Despite this, my first thoughts upon finishing Wuthering Heights were that Heathcliff had got off easily with his crimes, and now was in a better place than he was when alive. After all, he and Catherine could finally be together, which was what Heathcliff ultimately always wanted. He saw Catherine’s marriage to Edgar as a betrayal, which is why, as well as his feelings of being an outsider, he was driven to such bitterness against the Lintons and Earnshaws. Even if Lockwood is right and Heathcliff is quiet in his grave, he has found rest that he could never find in real life, where he was tormented by his guilt and his hatred. Heathcliff is ultimately thwarted when Hareton is educated by, and falls in love with, Cathy Linton, uniting the houses after he strove so hard to drive them apart. Yet is that really enough? Can we really say that the balance has been restored, that all wrongs are righted in the end?
But perhaps that’s the point. Wuthering Heights is special because it’s not like Jane Eyre or Great Expectations or a lot of other books from its time, where the good people always win outright and get their happiness that they’ve earned through suffering. It’s realistic, pessimistic to the point of almost being mean-spirited. There is ambiguity, as mentioned above, throughout the book around many things, mostly orbiting Heathcliff: where did he come from? Is he an illegitimate son of Earnshaw? Is he an orphaned beggar? How does Heathcliff get the money with which he overwhelms the grieving Hindley and disinherits Hareton? Where does Heathcliff go when he vanishes after Earnshaw’s death? The ambiguity of Heathcliff’s fate is fitting giving his origins, making and cause of death is as well. Upon publication, many reviews attacked the book for being too downbeat and depressing. The Atlas magazine said, according to Wikipedia: “We know nothing in the whole range of our fictitious literature which presents such shocking pictures of the worst forms of humanity. There is not in the entire dramatis persona, a single character which is not utterly hateful or thoroughly contemptible”. Graham’s Lady Magazine somehow went even further with: “How a human being could have attempted such a book as the present without committing suicide before he” (Emily Bronte wrote under the pseudonym Ellis Bell) “had finished a dozen chapters, is a mystery. It is a compound of vulgar depravity and unnatural horrors”.

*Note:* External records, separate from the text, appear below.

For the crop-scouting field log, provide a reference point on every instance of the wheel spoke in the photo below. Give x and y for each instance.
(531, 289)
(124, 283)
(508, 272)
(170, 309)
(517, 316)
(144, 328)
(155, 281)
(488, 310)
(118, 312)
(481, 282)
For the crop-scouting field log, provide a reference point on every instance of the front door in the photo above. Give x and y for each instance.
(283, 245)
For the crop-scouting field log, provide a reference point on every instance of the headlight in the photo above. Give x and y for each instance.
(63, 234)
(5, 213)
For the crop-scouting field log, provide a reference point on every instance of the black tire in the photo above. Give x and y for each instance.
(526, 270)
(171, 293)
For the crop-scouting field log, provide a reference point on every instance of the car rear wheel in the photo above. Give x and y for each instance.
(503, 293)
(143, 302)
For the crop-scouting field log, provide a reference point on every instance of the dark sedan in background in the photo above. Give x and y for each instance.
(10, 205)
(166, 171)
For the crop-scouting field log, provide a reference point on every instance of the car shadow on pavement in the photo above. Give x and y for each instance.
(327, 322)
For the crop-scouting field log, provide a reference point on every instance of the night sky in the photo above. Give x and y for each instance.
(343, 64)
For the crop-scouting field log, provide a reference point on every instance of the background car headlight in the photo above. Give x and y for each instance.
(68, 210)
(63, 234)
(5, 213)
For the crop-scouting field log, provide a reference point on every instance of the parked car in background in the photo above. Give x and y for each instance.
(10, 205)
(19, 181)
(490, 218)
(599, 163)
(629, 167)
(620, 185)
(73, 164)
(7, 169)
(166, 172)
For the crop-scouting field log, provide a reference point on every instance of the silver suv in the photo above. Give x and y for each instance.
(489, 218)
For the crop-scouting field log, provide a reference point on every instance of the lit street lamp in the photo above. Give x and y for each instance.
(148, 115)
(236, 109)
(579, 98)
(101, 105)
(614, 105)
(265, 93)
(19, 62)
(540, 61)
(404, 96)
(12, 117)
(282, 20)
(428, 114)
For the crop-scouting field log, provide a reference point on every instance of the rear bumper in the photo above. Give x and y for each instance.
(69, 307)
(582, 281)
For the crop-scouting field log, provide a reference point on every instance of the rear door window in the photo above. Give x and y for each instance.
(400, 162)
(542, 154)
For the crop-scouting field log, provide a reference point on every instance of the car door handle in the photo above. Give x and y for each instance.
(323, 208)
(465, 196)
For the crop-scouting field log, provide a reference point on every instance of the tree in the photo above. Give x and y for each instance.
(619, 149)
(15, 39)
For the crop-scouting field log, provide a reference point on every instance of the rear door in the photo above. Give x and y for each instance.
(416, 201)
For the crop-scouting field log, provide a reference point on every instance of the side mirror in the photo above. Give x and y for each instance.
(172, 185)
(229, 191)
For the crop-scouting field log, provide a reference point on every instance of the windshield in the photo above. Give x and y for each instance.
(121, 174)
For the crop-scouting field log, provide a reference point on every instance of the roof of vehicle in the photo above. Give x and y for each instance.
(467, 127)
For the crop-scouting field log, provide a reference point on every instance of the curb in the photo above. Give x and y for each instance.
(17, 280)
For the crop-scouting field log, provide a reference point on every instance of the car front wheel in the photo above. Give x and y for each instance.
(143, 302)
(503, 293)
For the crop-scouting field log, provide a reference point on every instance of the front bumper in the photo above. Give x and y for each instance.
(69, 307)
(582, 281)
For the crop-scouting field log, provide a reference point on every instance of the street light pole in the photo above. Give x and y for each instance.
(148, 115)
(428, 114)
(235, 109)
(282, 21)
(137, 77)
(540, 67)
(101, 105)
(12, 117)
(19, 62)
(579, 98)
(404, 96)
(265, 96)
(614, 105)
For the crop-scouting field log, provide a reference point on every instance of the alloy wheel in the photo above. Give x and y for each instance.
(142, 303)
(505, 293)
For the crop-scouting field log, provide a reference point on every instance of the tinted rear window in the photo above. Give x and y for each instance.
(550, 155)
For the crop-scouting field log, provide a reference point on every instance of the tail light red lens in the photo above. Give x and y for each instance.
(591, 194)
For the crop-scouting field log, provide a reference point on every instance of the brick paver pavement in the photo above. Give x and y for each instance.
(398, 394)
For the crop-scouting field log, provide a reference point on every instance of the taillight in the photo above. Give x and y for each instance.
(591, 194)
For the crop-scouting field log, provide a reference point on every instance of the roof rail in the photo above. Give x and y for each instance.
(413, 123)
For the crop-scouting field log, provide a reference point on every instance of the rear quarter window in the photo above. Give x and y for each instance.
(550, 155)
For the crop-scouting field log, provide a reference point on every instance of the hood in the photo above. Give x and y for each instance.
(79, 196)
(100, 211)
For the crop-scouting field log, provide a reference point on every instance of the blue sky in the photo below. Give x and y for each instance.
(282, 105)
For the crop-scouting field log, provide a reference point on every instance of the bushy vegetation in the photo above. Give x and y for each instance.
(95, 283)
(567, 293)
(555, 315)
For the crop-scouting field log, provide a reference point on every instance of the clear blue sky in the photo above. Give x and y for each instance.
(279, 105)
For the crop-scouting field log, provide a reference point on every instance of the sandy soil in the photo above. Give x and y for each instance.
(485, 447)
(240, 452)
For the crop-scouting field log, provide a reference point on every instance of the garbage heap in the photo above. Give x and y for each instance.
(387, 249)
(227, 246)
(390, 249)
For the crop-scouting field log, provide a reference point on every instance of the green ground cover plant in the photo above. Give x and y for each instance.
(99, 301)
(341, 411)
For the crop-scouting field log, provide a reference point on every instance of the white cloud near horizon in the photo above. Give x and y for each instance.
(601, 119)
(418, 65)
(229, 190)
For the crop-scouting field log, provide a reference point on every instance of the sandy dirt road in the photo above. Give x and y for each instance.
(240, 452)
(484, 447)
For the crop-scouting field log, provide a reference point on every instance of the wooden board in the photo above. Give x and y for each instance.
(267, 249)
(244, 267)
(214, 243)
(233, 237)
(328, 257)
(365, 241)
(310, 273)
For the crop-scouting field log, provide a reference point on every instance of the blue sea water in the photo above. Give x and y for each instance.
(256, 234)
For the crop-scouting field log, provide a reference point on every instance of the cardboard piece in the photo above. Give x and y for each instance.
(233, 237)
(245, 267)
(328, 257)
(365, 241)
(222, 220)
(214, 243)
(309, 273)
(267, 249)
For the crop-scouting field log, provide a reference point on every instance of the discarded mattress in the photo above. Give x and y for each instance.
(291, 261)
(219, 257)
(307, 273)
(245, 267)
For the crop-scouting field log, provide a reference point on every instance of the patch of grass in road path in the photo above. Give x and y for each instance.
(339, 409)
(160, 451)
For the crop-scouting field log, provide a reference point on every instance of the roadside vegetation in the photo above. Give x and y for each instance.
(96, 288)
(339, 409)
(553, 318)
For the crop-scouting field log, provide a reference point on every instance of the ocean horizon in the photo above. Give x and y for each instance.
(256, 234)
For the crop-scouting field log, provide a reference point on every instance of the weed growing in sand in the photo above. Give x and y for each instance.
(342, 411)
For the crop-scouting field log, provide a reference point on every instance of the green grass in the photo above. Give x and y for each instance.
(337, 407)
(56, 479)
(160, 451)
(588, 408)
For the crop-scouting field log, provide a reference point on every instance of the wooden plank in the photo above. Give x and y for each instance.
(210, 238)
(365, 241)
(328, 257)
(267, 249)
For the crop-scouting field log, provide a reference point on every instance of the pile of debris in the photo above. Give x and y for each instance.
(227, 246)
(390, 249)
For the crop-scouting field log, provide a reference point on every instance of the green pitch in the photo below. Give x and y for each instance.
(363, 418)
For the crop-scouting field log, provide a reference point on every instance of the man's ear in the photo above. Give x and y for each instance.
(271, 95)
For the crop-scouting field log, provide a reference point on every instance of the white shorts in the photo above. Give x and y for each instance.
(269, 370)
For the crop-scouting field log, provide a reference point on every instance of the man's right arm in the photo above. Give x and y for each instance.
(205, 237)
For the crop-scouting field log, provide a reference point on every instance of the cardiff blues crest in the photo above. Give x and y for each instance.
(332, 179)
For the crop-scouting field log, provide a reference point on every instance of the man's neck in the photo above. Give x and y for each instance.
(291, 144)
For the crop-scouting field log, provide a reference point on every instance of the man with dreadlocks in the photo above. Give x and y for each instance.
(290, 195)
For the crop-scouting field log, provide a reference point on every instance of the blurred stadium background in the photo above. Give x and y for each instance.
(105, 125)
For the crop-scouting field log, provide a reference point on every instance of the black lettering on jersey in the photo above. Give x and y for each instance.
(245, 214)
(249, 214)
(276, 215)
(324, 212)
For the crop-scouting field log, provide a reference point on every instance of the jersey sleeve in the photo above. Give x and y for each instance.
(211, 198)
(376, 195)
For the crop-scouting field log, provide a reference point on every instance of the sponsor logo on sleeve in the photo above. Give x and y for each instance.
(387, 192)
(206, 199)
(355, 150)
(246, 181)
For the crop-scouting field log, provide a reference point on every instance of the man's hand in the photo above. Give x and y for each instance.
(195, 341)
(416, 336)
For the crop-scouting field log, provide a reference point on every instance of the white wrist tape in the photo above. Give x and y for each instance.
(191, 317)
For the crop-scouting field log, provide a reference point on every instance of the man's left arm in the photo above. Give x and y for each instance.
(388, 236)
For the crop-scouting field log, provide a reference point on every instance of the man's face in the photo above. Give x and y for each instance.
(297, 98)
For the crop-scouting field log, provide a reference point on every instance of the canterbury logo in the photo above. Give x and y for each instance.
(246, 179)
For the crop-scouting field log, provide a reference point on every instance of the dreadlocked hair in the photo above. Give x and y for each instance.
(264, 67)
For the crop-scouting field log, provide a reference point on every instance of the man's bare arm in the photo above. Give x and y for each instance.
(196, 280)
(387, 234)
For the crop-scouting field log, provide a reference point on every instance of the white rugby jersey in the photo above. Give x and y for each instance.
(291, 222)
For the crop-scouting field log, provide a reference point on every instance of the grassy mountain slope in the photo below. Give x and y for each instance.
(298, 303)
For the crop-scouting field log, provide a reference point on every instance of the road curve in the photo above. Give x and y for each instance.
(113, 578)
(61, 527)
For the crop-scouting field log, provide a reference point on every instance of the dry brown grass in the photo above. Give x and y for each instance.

Wuthering Heights, I’ve come to realise, can’t finish happily because it wouldn’t fit the novel. Emily Bronte wasn’t afraid to look at the worst side of humanity and our lives – as Hobbes put it, nasty, brutish and short. This truth disgusted the Victorian, frilled sensibilities of the magazine critics and provoked a visceral reaction from them. Heathcliff might get away with it in the end, because that’s how life is sometimes. Bittersweet above all, a tale of sadness, love, passion, loneliness and hatred.